Big Game Theater, at Chicago Actors Ensemble.
This stage version of Kurt Vonnegut’s 1959 novel The Sirens of Titan is the sort of tiresome, uneven show that makes you appreciate just how hard it is to translate a novel into a play.
Vonnegut’s original novel is not perfect by any means. His characters are shallow. His story wanders aimlessly, from earth to Mars to Mercury and back to earth, before landing with a thud on Titan, one of Saturn’s moons. But there’s something about Vonnegut’s witty, bitter narrative voice and his willingness to make fun of everyone, including himself, that keeps the book interesting long after we’ve lost interest in his protagonists–a trio of hapless Americans whose lives become entwined when one of them flies his rocket ship into a breach in the space-time continuum Vonnegut calls the chrono-synclastic infundibula.

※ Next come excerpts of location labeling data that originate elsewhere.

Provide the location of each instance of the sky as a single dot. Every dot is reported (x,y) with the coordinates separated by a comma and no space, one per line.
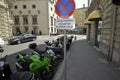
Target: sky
(79,3)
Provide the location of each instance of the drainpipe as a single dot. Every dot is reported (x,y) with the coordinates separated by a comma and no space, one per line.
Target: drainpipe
(113,25)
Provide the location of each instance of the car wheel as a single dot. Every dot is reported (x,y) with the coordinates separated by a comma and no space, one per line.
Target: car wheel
(18,42)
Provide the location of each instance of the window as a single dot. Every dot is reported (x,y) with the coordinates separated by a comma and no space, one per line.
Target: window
(38,11)
(34,19)
(25,19)
(33,6)
(16,20)
(81,18)
(51,20)
(15,7)
(24,6)
(26,29)
(18,32)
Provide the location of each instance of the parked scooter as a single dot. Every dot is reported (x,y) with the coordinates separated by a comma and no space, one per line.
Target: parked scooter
(7,74)
(40,66)
(48,52)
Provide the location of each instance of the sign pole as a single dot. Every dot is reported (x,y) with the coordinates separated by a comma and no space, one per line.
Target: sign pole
(65,57)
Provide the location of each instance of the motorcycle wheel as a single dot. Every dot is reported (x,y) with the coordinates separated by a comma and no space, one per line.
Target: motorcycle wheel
(46,75)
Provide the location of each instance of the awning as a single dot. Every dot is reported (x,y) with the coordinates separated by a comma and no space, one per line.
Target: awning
(86,22)
(96,14)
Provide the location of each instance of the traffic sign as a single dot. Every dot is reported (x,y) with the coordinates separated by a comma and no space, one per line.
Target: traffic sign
(65,23)
(65,8)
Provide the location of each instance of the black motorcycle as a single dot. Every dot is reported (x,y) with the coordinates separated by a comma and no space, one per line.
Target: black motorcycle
(7,74)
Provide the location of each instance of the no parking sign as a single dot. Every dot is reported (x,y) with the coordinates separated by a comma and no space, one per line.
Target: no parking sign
(65,8)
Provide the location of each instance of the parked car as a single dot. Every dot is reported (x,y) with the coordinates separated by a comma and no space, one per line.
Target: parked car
(21,39)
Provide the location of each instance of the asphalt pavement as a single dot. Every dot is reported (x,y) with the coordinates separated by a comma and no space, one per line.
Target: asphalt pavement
(84,62)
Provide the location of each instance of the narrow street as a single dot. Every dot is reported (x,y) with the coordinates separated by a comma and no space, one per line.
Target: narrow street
(84,62)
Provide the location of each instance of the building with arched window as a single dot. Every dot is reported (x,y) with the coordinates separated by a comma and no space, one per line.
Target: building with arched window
(34,16)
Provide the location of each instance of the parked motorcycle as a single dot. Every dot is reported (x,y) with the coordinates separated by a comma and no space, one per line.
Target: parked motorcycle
(48,52)
(7,74)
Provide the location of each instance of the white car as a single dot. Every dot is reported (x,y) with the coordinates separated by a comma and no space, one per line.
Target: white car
(2,42)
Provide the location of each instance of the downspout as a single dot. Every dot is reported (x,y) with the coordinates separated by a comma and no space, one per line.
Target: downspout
(110,54)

Unfortunately, David Cromer, who adapted and directed this Big Game Theater production, sacrifices all but a few shreds of Vonnegut’s fine narration, instead focusing on the novel’s weakest elements: character and plot. The result is predictable: 45 minutes into this noisy, clumsily acted, sloppily directed, two-and-a-half-hour epic, we find ourselves glancing at our watches and thinking about what we’re going to do after the show.